19 septiembre, 2020

Clausura COEPRIS clínica Baja Medical de San Felipe, intentaron sobornar a los inspectores: Gámez Servín

REDACCIÓN
THE BAJA POST

Una clínica que había sido clausurada en San Felipe el 13 de Junio pasado, por no contar con licencias, protocolos de sanidad y seguridad contra el COVID19 y con nueve empleados que habían resultado positivos a Coronavirus, siguió funcionando y cuando elementos de la Comisión Estatal contra Riesgos Sanitarios lo descubrió, una persona trató de sobornar a los inspectores primero con 500 dólares y después con 2 mil 500 dólares y una estancia en El Dorado Ranch.

La clínica Baja Medical, que operaba en el fraccionamiento El Dorado Ranch, en el puerto de San Felipe es el centro de atención de este problema, dijo el Director de la COEPRIS, Marco Aurelio Gámez Servín, quien explicó que se empezó a investigar luego recibir quejas de los trabajadores que denunciaron que no contaban con medidas de seguridad, ni protocolos para la prevención de casos de COVID-19; incluso seis empleados resultaron positivos, entre ellas la propia administradora del lugar. De las irregularidades detectadas, Gámez Servín, señaló que se trata de un consultorio médico que ofrece servicios de clínica, sin contar con la autorización correspondiente: no tiene aviso de funcionamiento, no aplica protocolos de seguridad e higiene para trabajadores y pacientes, falta de sanitización, carece de equipo de esterilización para el instrumental quirúrgico, no cuenta con deposito especial para los residuos peligrosos biológicos infecciosos (RPBI). Además, no se encontró título o cédula profesional del médico responsable, por lo que se procedió a la clausura inmediata del lugar.

Marco Aurelio Gámez Sevín

Asimismo, informó que una persona que se identificó como director del lugar, de nombre Edgar Orozco, trató de sobornar a los verificadores al ofrecerles 500 dólares para que retiraran los sellos del lugar sin haber solventado las observaciones mencionadas. Posteriormente, les ofreció dos mil 500 dólares y un fin de semana en las instalaciones del Dorado Ranch, para evitar la clausura del lugar. A pesar de que el establecimiento fue cerrado, durante un actual recorrido de trabajo por el puerto de San Felipe, personal de la COEPRIS se percató que había movimiento en el sitio y al llegar se dieron cuenta que los sellos habían sido violados y en el interior se encontraba una persona laborando que se identificó como la administradora del lugar.
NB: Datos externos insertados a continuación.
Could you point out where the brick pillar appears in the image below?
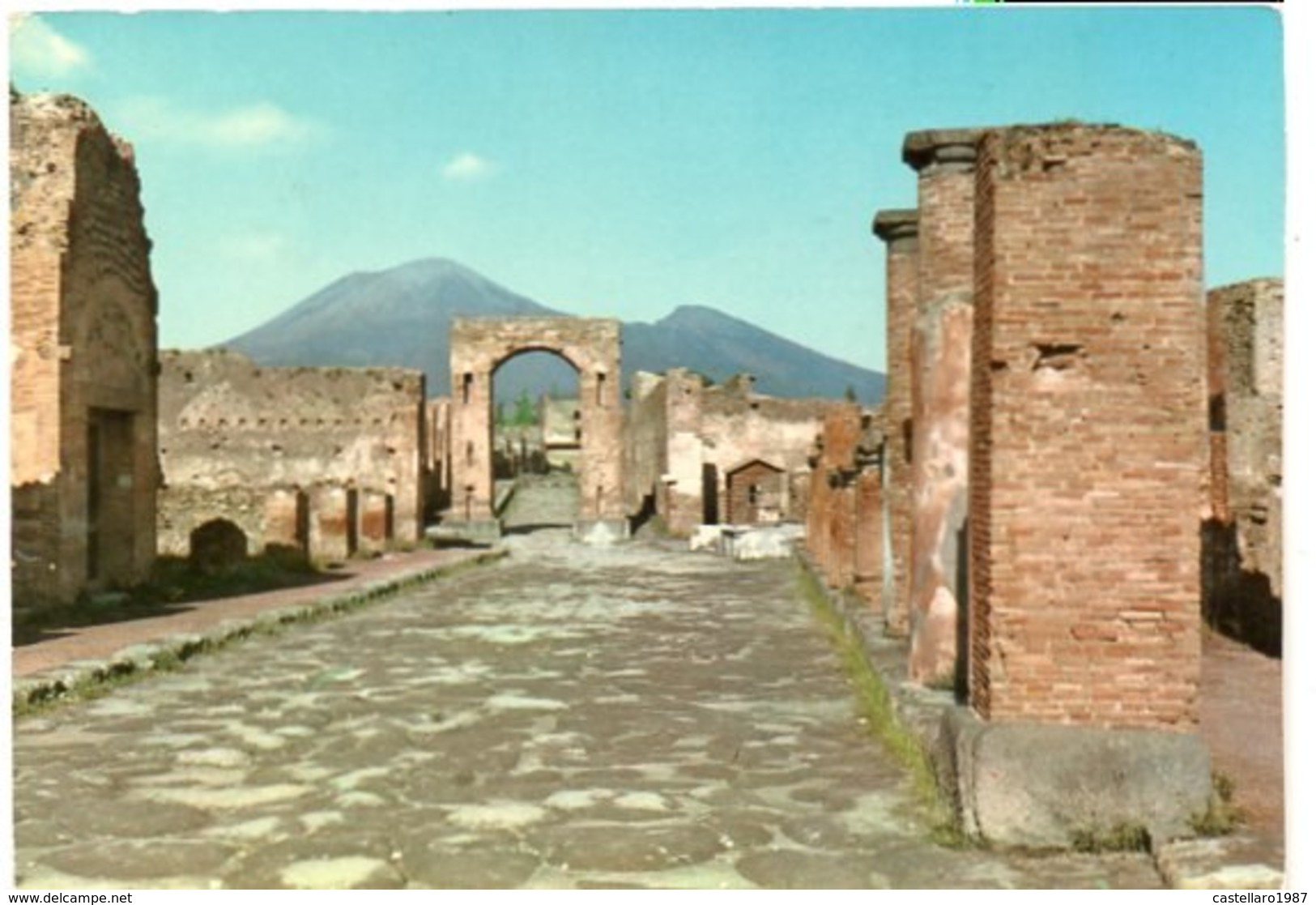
[904,129,981,684]
[973,124,1208,730]
[872,211,918,638]
[308,484,356,562]
[854,416,886,610]
[804,433,827,570]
Ante tal situación, de nueva cuenta se instalaron los sellos de clausura y se levantó el acta correspondiente sobre los hechos. Al continuar con las investigaciones en torno a la operación de este establecimiento, las autoridades estatales descubrieron que existe un adeudo por concepto de impuesto predial por un total de 60 millones de pesos, así como de un millón 600 mil pesos de adeudo de agua y la revalidación de los permisos para la venta de alcohol en el restaurante-bar del lugar.
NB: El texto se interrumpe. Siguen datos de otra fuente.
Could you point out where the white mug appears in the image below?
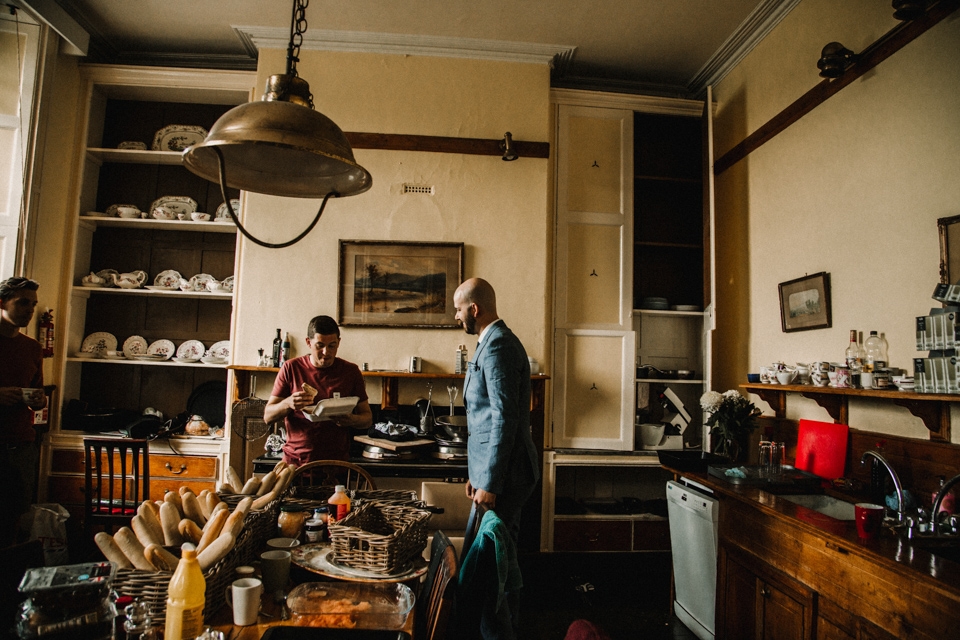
[260,549,292,593]
[226,578,263,627]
Por lo que corresponde a la COEPRIS, se procedió a presentar dos denuncias ante la Fiscalía estatal por intento de soborno a los funcionarios públicos y la remoción de los sellos; además de que se dio aviso de los hechos a la Secretaría de Honestidad y la Función Pública, a fin de que se deslinden responsabilidades. Gámez Servín, destacó que se trata de un hecho sin precedente en la actual administración, debido a que es la primera ocasión en que se procede legalmente en contra un establecimiento por el delito de intento de soborno. Finalmente, reiteró que las instrucciones del Gobernador del Estado, y el Secretario de Salud, Alonso Óscar Pérez Rico, son muy precisas para no permitir actos de corrupción e irregularidades en establecimientos y proceder legalmente en todos los casos que sea necesario, por lo que así se ha trabajado en la COEPRIS bajo la coordinación del Titular David Gutiérrez Inzunza.